Pop culture obsessives writing for the pop culture obsessed.
Pop culture obsessives writing for the pop culture obsessed.

What Happens In Vegas

Illustration for article titled What Happens In Vegas

Men are from Mars, women are from Venus, and the insipid romantic comedy What Happens In Vegas takes all the attendant clichés as a given. Ashton Kutcher plays a typical dude: A lazy, overgrown adolescent who always leaves the toilet seat up, can't commit to a relationship, and seems generally content to get sloshed and wallow in his own filth. And in the overlong beer commercial that is their on-screen relationship, Cameron Diaz plays his exact opposite: A motivated, career-oriented neat freak who's ready for marriage and children, and invariably the biggest buzzkill in the room. No one could argue that this low-wattage pair belongs together—or, more to the point, deserves each other—but the gimmicky contrivances necessary to make it happen are ludicrous even by rom-com standards.

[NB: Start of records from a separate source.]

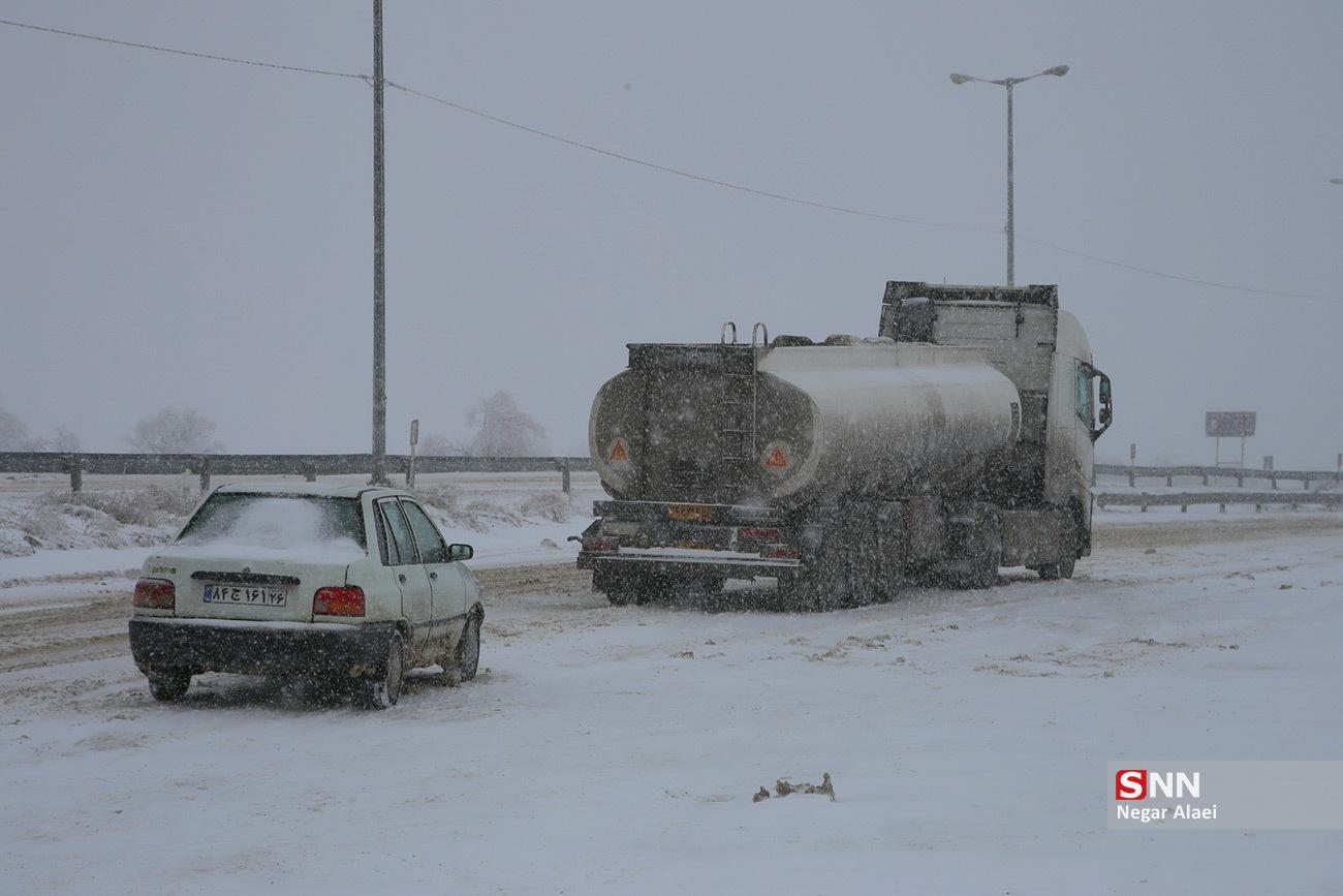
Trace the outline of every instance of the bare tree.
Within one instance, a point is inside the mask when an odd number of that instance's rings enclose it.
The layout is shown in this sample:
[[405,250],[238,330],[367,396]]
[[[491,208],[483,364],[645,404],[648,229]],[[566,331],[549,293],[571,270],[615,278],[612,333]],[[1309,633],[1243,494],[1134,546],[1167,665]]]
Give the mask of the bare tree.
[[17,414],[4,410],[0,402],[0,451],[78,451],[79,437],[58,426],[50,438],[32,435]]
[[4,410],[0,403],[0,451],[31,451],[32,438],[28,427],[16,414]]
[[56,431],[47,439],[48,451],[73,453],[81,449],[79,434],[64,426],[58,426]]
[[191,407],[168,406],[136,423],[126,437],[134,447],[152,454],[210,454],[223,451],[215,438],[215,422]]
[[477,457],[532,457],[545,451],[545,427],[508,392],[482,399],[466,422],[477,427],[470,443]]
[[422,438],[416,450],[422,457],[462,457],[467,453],[466,445],[441,433],[430,433]]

The plot is one that makes you feel dumber for having repeated it: Kutcher gets fired from a cushy job in his dad's furniture business. Diaz's commitment-phobic boyfriend dumps her the night she hosts his surprise birthday party. Both are New Yorkers and both decide to head off to Vegas with their best friends (Rob Corddry with Kutcher, Lake Bell with Diaz), where they hook up for a wild night and wind up getting married. An annulment should be easy enough to attain the next morning, except that Kutcher wins a $3 million jackpot on Diaz's quarter, so they have to go to court to decide who gets the money. But wait! The judge (Dennis Miller) freezes the cash and sentences them to "six years of hard marriage" in the hopes that they'll take their sham marriage more seriously. So Diaz moves in with Kutcher, and the games begin.


What Happens In Vegas expends a lot of energy on the pair's individual attempts to sabotage the deal and run off with the money, each of which makes them seem that much more petty and unlikable. On the sidelines, Corddry and Bell have the exact same love/hate dynamic, and they're considerably more relaxed and funny as sparring partners, mainly because they're not roasting in high-concept hell. As for Kutcher, is there any actor out there who expends so little effort to get into character? That doesn't mean his performances are effortless—quite the contrary, he goes overboard trying to ingratiate himself to the audience—but rather they whiff of smug self-satisfaction. Complain all you want about the affable slobs in Judd Apatow comedies; at least they're not tools.